Indonesian Foreign minister Hassan Wirayuda was correct when he said earlier this week that the establishment of a regional human rights commission was inevitable.

“We can’t become the ASEAN Community that we have envisioned ourselves to be until and unless the promotion and protection of human rights is pervasive in our region,” he said during a roundtable discussion on human rights   at the Association of Southeast Asian Nations.

There can be no doubt that ASEAN is lagging behind other regional groups in addressing human rights concerns, with  African, American, and European countries already having long-established rights commissions.

We welcome the Foreign Ministry’s renewed commitment to human rights as part of the diplomatic agenda.

As the world’s third greatest democracy — in size, not quality — the values which are now the defining pillars of this society should become a platform of the nation’s diplomacy.

We have detected such a trend in our diplomatic rhetoric particularly over the past year.

The foreign minister has decried the lack of democratic progress in ASEAN’s “problem child”, Myanmar,   and expressed regret at the undemocratic change of leadership in Thailand.

While we believe the Foreign Ministry still sits on the fence on many issues related to human rights, it is starting   to lean in the right direction.

It is now the duty of civil society to compel them to get off the fence. This evolution cannot be left to the slow machinery of bureaucracy and stodgy diplomatic propriety.

Efforts to establish a regional human rights mechanism have failed for 13 years. Even Hassan continues to insist that a gradual approach is best.

We fully comprehend the limitations faced by Indonesian diplomats working within the rigid protocols of ASEAN.

But how much more gradual can ASEAN be when after 13 years, there is little to show in terms of progress toward a  rights mechanism? Education and promotion of human rights is an important element, but protection is just as integral. At present, regional efforts on the former are scarce, and on the latter nonexistent.

We understand that values do not change overnight, but it is also an inalienable fact that human rights promotion and protection are integrally packaged. One cannot begin to engage in the first and delay the other to some point when it is deemed politically viable.

Hence, while the Foreign Ministry sees fit to follow the winding track of ASEANism, conducting studies and forming committees and a working group on this issue, it should also be blunt in its bilateral dialog. This is especially the case with fellow ASEAN members. As neighbors and friends living in a community we should be able to be more open with each other.

There has to be a breakthrough in the coming year which will show that Indonesia is committed beyond the flurry of headlines and big speeches.

A breakthrough which does not have to upset the carefully constructed framework of cooperation within ASEAN, but with enough grit to indicate this country is serious about the issue.

The Indonesian people are striving and struggling, and some are dying, so we that can firmly establish a system in which the dignity and rights of citizens are paramount.

Without imposing our views, we should ask what is the point of such an effort if we continue to condone, and in some ways support, contrary practices by our closest friends and neighbors.

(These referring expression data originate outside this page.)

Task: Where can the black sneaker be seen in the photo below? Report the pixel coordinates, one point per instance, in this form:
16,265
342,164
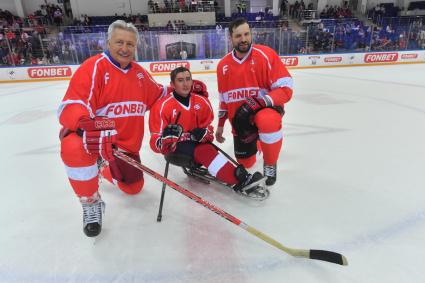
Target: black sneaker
270,172
93,208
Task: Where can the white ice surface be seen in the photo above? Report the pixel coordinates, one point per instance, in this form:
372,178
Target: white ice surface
350,179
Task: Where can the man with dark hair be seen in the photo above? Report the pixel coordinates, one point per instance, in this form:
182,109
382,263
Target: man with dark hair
253,85
180,125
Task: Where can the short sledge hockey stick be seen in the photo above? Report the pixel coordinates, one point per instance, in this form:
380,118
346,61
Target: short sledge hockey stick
328,256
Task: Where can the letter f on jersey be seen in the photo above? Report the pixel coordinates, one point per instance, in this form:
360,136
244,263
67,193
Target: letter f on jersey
225,67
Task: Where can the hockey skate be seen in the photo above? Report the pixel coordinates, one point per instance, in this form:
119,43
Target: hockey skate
270,171
93,208
251,185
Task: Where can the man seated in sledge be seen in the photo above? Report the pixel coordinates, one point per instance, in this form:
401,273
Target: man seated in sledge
180,126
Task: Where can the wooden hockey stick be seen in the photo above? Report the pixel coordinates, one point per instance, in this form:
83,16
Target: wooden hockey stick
328,256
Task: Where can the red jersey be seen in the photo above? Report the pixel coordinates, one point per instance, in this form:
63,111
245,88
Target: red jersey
259,73
100,88
198,114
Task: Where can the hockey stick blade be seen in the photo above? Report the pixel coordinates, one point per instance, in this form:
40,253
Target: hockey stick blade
311,254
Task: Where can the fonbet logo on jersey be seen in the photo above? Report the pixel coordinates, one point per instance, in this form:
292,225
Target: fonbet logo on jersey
161,67
49,72
289,61
122,109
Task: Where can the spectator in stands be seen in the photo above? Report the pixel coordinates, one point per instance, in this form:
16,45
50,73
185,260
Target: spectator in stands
183,54
57,16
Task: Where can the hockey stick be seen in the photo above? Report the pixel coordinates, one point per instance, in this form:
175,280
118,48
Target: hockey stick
161,202
225,154
328,256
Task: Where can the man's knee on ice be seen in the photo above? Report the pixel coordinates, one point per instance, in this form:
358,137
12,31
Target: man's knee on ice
133,188
180,159
247,162
268,120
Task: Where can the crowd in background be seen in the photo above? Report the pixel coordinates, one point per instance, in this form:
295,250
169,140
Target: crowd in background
41,38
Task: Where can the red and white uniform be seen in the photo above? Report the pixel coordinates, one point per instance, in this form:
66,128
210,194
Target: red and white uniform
198,114
260,73
100,87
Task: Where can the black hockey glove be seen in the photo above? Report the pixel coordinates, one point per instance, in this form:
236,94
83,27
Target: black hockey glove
170,137
202,135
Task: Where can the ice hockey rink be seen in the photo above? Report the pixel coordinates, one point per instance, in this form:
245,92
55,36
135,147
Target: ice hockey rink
350,179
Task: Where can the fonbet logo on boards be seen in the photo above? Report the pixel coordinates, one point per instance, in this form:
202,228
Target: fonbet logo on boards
49,72
381,57
289,60
161,67
334,59
409,56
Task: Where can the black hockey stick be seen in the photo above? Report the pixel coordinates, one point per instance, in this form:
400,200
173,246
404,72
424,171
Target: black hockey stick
324,255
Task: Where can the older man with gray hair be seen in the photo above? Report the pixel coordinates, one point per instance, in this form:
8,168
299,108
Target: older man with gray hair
104,107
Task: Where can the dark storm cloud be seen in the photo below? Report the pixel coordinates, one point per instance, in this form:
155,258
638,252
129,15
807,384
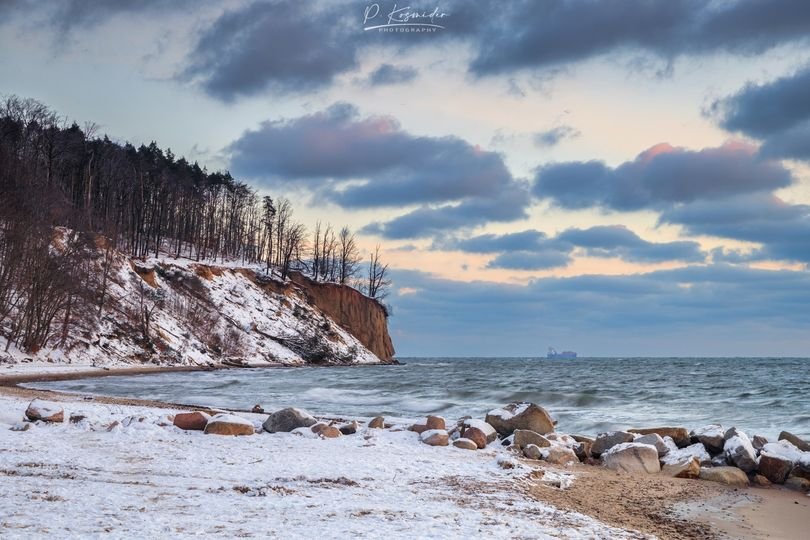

No one would be friends with someone who was openly abusing his or her family. Should the state not live by equal principles? If Indonesian officials refuse to be more decisive with countries like Myanmar, for example, they should not shy away from engaging in dialog with opposition groups within that country.

Such a move does not imply support, but it does show recognition that in a democratic system there is a respect for alternative voices in society.

We implore our officials to at least begin concerted efforts such as these that would infuse some dignity into the foreign policy of a democratic state.

Without that, our democratic credentials and human rights rhetoric will plunge into embarrassment — the kind of embarrassment which leads people to brush aside statements about regional human rights concerns.

That would strengthen the skepticism which perceives these concerns as a public diplomacy ploy and an afterthought.  Especially since a planned dialog to comment on the human rights proposals to be submitted to ASEAN heads of state was only held after the original summit was canceled.